Working on the series from a new studio in The Springs, on Long Island, de Kooning became invested with exploring new colors that he applied in broader, wider strokes with a renewed sense of boldness. In the studio, he mixed his colors in salad bowls, starting out with a few basic tones and then building them up to the complex, jewel-like hues of the present piece.
The works have been widely exhibited, the present painting included on the cover of the Stamford Museum's Abstract Expressionism catalog (Abstract Expressionism with Exclamation Points, Stamford Museum, 1982), following on the heels of the success du scandale that de Kooning's Women series had left upon the New York art scene. The artist would continue to work in a purely non-representational abstraction for the next six years.
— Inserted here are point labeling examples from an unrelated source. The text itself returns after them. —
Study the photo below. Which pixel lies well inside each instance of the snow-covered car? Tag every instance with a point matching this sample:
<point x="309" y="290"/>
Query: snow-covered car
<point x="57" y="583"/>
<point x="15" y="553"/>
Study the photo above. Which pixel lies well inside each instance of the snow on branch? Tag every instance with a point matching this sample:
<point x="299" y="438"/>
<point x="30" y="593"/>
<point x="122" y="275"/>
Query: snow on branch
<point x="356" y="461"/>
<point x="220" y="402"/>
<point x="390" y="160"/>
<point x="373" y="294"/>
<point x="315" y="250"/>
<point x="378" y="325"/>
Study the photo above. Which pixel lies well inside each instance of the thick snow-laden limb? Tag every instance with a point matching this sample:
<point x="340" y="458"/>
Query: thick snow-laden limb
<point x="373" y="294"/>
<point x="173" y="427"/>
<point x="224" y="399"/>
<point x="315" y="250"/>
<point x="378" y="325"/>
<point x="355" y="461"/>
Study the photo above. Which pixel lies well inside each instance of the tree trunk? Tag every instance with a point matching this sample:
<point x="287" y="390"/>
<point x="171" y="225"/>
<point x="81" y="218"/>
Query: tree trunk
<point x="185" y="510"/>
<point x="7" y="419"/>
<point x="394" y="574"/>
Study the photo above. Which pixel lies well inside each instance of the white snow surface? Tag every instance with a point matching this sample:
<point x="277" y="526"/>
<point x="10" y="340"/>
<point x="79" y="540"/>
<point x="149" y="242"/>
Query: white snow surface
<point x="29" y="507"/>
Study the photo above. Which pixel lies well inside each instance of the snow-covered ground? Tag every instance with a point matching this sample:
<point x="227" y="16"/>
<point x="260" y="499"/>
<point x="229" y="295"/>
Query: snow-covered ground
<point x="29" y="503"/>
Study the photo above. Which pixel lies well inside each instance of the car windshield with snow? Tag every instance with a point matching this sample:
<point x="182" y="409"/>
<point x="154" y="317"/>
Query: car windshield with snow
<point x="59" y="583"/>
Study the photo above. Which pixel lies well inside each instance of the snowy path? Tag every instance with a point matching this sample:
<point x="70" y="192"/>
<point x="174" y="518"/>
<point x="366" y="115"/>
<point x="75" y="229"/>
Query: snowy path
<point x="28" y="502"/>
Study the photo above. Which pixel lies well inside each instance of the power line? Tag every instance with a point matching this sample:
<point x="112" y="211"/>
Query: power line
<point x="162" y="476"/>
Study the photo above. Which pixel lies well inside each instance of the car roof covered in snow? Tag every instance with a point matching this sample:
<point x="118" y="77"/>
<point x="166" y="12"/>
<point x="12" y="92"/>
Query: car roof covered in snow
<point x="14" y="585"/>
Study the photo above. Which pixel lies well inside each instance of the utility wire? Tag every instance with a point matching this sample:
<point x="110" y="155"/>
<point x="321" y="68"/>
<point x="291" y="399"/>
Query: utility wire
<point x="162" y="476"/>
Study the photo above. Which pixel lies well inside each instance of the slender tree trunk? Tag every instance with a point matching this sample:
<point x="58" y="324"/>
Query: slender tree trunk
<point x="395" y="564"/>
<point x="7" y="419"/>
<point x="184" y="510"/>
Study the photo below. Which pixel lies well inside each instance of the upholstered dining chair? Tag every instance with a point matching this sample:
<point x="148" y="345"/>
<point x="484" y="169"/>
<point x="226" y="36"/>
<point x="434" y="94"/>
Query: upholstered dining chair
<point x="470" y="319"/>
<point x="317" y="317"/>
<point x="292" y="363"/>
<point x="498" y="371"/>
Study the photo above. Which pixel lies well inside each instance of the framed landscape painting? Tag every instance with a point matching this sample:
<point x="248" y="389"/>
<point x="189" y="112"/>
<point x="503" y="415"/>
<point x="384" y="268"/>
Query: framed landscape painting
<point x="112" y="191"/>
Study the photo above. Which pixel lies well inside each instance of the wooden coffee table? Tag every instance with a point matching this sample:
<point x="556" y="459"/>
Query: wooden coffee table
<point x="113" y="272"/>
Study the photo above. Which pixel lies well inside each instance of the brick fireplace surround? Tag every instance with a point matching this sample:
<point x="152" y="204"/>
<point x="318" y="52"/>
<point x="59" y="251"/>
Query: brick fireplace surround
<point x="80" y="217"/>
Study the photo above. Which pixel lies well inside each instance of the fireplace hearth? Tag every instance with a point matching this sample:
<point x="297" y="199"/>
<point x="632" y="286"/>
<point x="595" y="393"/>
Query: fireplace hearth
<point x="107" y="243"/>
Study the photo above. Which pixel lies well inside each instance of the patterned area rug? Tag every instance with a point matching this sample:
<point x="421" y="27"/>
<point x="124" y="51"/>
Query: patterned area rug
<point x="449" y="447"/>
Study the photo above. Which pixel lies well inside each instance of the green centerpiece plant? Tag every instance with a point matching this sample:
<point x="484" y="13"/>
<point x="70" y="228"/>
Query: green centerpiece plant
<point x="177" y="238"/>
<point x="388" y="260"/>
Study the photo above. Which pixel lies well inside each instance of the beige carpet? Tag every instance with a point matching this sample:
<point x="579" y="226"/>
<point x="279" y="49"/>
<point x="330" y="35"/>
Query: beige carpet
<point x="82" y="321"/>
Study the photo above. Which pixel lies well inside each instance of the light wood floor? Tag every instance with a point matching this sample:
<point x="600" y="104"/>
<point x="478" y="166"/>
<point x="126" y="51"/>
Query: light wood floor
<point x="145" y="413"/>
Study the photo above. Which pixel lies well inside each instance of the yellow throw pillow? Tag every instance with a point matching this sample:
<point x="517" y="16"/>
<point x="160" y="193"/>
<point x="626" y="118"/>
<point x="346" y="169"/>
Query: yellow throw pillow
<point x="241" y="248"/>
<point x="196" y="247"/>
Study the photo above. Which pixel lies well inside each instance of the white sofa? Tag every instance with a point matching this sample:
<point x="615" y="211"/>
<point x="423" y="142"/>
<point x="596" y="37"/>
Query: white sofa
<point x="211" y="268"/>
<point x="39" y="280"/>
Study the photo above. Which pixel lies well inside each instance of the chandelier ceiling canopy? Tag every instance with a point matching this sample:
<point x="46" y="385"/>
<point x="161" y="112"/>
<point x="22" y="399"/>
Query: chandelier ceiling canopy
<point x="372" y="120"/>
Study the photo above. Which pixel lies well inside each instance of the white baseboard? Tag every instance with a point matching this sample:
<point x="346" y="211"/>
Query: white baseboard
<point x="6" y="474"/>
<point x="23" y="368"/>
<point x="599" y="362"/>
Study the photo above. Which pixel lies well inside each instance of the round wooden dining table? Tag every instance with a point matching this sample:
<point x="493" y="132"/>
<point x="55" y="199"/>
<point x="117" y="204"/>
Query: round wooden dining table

The series also seemed connected to the artist's frequent trips from his studio in Greenwich Village out to The Springs. Driving eastward from the Village to his studio on Long Island, de Kooning became transfixed by the transition from city to country and the sweeping ocean landscape of The Springs. The artist's recent biographers have noted:
"The grand abstract paintings that de Kooning completed looked eastward, reflecting the light, ocean and color of Long Island. Their large and heavy brushstrokes were often compared to highways and aptly so but these paintings, while touched by the country, were in no sense retiring. They were instead bold and declamatory his beautiful highway strokes swept through the picture plane with the bravura of an emperor traveling through his dominions" (M. Stevens and A. Swan, De Kooning, An American Master, New York, 2005, p. 410).